A new study jointly led by the JRC and the Swiss Federal Institute for Forest, Snow and Landscape Research (WSL) presents for the first time an estimate for the potential mitigation that could be achieved when managing water with reservoirs. The idea is to transfer the additional water available during the spring to the summer month, in order to compensate for the reduction in water caused by glacier shrinkage.
The environments influenced by the presence of snow and glaciers are hotspots regarding the impact of climate change on water availability. With warmer temperatures, both the duration and the spatial extent of the snow cover are projected to decrease, and glaciers are expected to retreat substantially. This will affect the seasonality of runoff significantly, and result in a reduction of water yields from high-mountain areas.
By using the latest climate projections and a numerical glacier model recently developed at the Laboratory of Hydraulics, Hydrology and Glaciology (VAW) at ETH Zurich, Switzerland, the authors estimate that for the European Alps, up to two thirds of the expected changes could potentially be mitigated by the end of the century.
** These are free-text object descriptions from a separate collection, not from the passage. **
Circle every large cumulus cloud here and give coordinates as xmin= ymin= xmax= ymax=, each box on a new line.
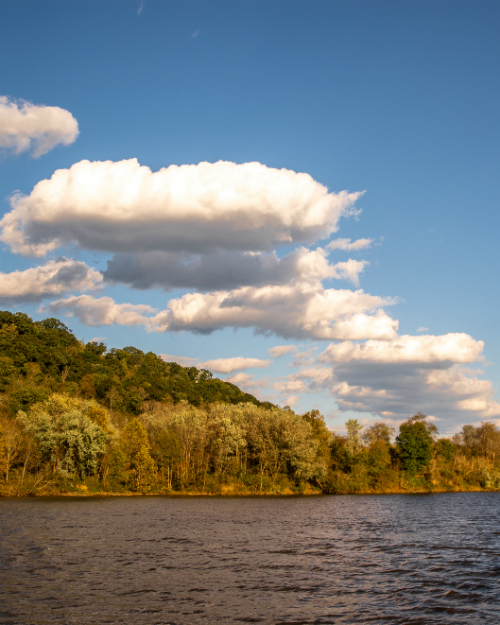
xmin=0 ymin=96 xmax=79 ymax=158
xmin=0 ymin=159 xmax=362 ymax=257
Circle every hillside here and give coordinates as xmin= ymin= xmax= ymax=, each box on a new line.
xmin=0 ymin=310 xmax=272 ymax=418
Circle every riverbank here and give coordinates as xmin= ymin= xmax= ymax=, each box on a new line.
xmin=2 ymin=484 xmax=497 ymax=497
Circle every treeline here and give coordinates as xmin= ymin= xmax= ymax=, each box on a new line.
xmin=1 ymin=310 xmax=500 ymax=496
xmin=0 ymin=310 xmax=271 ymax=415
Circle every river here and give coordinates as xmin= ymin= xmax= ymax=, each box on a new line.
xmin=1 ymin=492 xmax=499 ymax=624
For this, about 1 km3 of would need to be stored temporarily.
The authors also compared this with the volume of water that would be available if artificial dams were installed in the locations of the retreating glaciers. The authors placed virtual dams at the current glacier positions and computed the volume of each lake that was formed. The results show that the volume of water that would be potentially available is more than ten times larger than what is needed and that about a dozen of centralised dams would be sufficient for meeting the storage demand.
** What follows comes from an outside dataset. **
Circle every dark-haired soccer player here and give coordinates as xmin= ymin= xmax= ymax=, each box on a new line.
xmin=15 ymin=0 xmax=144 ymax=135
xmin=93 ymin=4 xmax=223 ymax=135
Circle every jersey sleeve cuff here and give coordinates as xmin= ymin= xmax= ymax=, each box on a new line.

However, the study also highlight how such technical solution (whose environmental impacts should also be considered) would only solve a part of the problem: centralising the water of the many glaciers (about 4000 today) across the Alps would be difficult and the hypothetical seasonal water transfer would not be able to compensate for the overall water loss caused by glacier retreat. The authors estimate that by 2100, this reduction in water yield for the European Alps would correspond to about 80% of Switzerland’s freshwater consumption.